Using cloud-based, GPU accelerated AI and ML solutions removes barriers financial service institutions face in developing AI and ML recommender algorithms. NVIDIA’s “State of AI in Financial Services survey” found that “companies are experiencing significant financial benefit from enabling AI across the enterprise. Over 30 percent of respondents stated that AI increases annual revenues by more than 10 percent, while over 25 percent stated that AI is reducing annual costs by more than 10 percent.”
Technology partners provide tools to help develop cloud-based, GPU-accelerated AI recommender solutions
Microsoft and NVIDIA have a long history of working together and providing technology to support financial institutions in creating and implementing AI recommender systems. Using Microsoft Azure cloud, and the NVIDIA AI platform provides scalable, accelerated resources needed to run AI/ML algorithms, routines, and libraries.

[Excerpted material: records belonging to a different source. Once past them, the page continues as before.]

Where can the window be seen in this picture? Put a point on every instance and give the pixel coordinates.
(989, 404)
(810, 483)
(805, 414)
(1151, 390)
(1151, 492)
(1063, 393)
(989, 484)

The partnership between Microsoft and NVIDIA makes powerful GPU acceleration available to financial institutions. The Azure Machine Learning service integrates the NVIDIA open-source RAPIDS software library that allows machine learning users to accelerate their pipelines with NVIDIA GPUs. The NVIDIA TensorRT acceleration library was added to ONNX Runtime to speed deep learning inferencing. Azure supports NVIDIA’s T4 Tensor Core Graphics Processing Units (GPUs), and the NVIDIA DGX H100 system which are optimized for the cost-effective deployment of machine learning inferencing or analytical workloads.

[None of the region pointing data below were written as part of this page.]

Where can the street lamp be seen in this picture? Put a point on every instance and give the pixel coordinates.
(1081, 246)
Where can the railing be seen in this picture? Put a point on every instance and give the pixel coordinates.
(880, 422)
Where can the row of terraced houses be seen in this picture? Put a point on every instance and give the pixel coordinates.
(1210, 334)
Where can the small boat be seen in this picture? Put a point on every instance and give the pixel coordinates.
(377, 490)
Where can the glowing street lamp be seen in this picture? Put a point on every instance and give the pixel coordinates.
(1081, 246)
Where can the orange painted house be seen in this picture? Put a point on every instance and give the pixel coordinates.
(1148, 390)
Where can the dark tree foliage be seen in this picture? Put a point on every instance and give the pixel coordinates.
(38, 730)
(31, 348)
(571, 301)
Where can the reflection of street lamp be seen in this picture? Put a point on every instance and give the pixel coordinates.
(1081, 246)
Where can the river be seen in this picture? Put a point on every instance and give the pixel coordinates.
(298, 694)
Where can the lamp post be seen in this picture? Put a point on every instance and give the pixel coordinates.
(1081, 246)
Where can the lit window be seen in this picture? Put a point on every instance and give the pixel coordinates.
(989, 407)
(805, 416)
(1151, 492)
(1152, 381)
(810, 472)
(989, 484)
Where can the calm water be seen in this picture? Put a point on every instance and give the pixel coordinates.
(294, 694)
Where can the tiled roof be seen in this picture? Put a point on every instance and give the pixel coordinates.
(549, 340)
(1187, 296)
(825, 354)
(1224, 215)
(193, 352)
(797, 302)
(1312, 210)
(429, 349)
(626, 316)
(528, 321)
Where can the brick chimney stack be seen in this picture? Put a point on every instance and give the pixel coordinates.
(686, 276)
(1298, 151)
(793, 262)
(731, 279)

NVIDIA Merlin framework designed for recommender workflows
NVIDIA Merlin provides tools to build high-performing recommender systems at scale. Merlin includes libraries, methods, and tools that streamline the building of recommender systems. Merlin components and capabilities are optimized to support the retrieval, filtering, scoring, and ordering of hundreds of terabytes of data, all accessible through APIs. NVIDIA Merlin’s open-source components simplify building and deploying a production-quality recommender system pipeline. Capital One developed a state-of-the-art personalized recommendation architecture powered by the ALBERT Transformer Algorithm and NVIDIA’s Merlin Transformers4Rec that achieves superior performance in providing relevant ads to repeat visitors of the Capital One homepage. Register for NVIDIA GTC to learn more. https://www.nvidia.com/gtc/
Microsoft cloud-based solutions for financial recommender systems
Moving to the Microsoft Azure cloud solution provides financial institutions with a complete set of computing, networking, and storage resources integrated with workload services capable of handling the requirements of recommender algorithm processing. Microsoft Azure allows developers to build and train new AI models faster with automated machine learning, autoscaling cloud compute, and built-in DevOps.
To help create and implement recommender algorithms, Microsoft provides a GitHub repository with Python best practice examples to facilitate the building and evaluation of recommendation systems using Azure Machine Learning services.
Financial services organizations are increasingly implementing AI recommender systems to personalize offers of products or services to individual customers. Predictive analysis supported by cloud-based GPU-accelerated AI and ML recommender systems can enhance customer experience and provide a new source of revenue for the organization.
But developing a ML recommender system is time-consuming and complex and requires staff with specialized skills such as data science or programming. Microsoft and NVIDIA provide tools to streamline the process of developing, testing, training, and implementing recommender systems.